Владислав Алексеевич скрылся за дверью так резво, словно его втянула внутрь невидимая рука. Впрочем, не исключено, что так оно и было.

Данилов сам не заметил, как заснул. Спать пришлось недолго — сначала запищал один из мониторов, затем — другой, а там и прооперированного мужика с ножевым ранением брюшной полости привезли, затем «скорая» по какой-то неведомой дури привезла парня с некупируемым носовым кровотечением, и Владислав Алексеевич долго препирался с бригадой.

— Куда вы его, нахрен, привезли? — вопрошал он. — Вы что, не знаете, что у нас нет ЛОР-отделения? Первый раз замужем, да?

— А что вы на нас бочку катите? — не менее экспансивно оборонялся врач «скорой помощи». — Мы что — сами решаем, кого куда везти? На Центре сказали — вези в сто тридцать третью, мы и привезли. Распишитесь, пожалуйста!

— И не подумаю! Запрашивайте место по новой…

— Хорошо, я запрошу! — наконец сказал врач «скорой помощи». — Но о вашем поведении я тоже сообщу. Как ваша фамилия?

— Для тех, кто не умеет читать, — Владислав Алексеевич ткнул пальцем в бейдж, висевший у него на груди, — сообщаю, что моя фамилия Кочерыгин! Кочерыгин вэ а!

Пациент, носовая полость которого была полностью затампонирована, флегматично лежал на каталке, дышал ртом и смотрел в потолок, изображая полную покорность судьбе. После переговоров с Центром «скорая» уехала вместе с пациентом.

— Цирк! — воскликнул Владислав Алексеевич и пригласил Данилова на утренний обход.

— Как впечатления от дежурства?

— Нормально, — ответил Данилов.

Что еще можно было ответить?

— Самому-то что больше нравится — за ногу с того света вытаскивать или наркоз давать?

— Трудно сказать, — пожал плечами Данилов. — Я же пока только начинаю.
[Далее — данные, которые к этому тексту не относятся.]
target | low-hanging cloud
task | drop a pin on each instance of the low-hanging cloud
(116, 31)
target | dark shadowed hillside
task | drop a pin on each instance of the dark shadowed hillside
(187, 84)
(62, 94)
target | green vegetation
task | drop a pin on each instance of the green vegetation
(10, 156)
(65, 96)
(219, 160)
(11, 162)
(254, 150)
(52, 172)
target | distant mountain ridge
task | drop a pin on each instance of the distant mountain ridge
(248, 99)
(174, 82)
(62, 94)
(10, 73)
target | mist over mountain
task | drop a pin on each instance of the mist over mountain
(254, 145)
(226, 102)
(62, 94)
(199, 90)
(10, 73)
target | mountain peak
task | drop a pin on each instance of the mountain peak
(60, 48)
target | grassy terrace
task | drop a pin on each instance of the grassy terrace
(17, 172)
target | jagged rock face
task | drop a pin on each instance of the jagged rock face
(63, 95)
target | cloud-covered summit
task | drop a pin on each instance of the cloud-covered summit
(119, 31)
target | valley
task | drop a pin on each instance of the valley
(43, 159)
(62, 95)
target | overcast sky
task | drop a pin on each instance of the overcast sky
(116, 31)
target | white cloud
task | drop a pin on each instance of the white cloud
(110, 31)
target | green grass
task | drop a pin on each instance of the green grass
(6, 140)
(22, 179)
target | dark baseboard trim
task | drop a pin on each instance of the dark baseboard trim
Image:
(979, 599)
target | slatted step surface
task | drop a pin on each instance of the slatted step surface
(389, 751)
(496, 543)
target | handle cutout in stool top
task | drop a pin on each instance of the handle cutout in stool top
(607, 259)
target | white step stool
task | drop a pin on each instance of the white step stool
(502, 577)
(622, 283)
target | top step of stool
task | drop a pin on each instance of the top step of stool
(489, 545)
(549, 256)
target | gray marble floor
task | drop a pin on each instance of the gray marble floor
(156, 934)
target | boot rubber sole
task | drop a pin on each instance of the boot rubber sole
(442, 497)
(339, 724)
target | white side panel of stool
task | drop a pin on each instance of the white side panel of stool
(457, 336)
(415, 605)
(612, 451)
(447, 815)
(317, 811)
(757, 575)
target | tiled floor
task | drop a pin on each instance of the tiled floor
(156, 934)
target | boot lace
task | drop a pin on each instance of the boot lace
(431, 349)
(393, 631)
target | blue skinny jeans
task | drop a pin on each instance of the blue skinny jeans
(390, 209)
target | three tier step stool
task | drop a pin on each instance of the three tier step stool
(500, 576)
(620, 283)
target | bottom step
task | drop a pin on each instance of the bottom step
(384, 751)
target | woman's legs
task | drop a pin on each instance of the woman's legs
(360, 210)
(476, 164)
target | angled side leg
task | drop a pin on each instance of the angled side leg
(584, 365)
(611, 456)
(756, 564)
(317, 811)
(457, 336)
— Лучше всего, — Владислав Алексеевич даже остановился, подчеркивая тем самым важность того, что готовился сказать, — хорошенько подумать и свалить в какую-то другую специальность. Туда, где легче работается и больше зарабатывается. Потому что ни на наркозах, ни тем более на вот этом, — последовал кивок в сторону ближайшей койки, — не озолотишься. Надо выводить алкашей из запоев, лечить трипперы или увеличивать сиськи и уменьшать носы. А здесь…

Советы подобного рода скорее веселили Данилова, нежели раздражали.

— Что ж вы сами тут работаете? — спросил он.

— Вот, не подумал в свое время, — вздохнул Владислав Алексеевич. — А теперь уже поздно, да и привык я. Но если бы мог начать жизнь заново, то… наверное, в экономисты бы пошел. Ладно, продолжим…

«Продолжим» относилось не к дискуссии, а к обходу…

— Как прошло твое первое дежурство? — спросила Светлана Викторовна, стоило только сыну войти.

— Все хорошо, — ответил Данилов. — Старшие товарищи щедро делились со мной опытом, мне доверили такое важное дело, как написание дневников в историях, и вообще…

— А чего ты хотел?

— Сейчас я хочу есть и спать. С одинаковой силой, то есть зверски.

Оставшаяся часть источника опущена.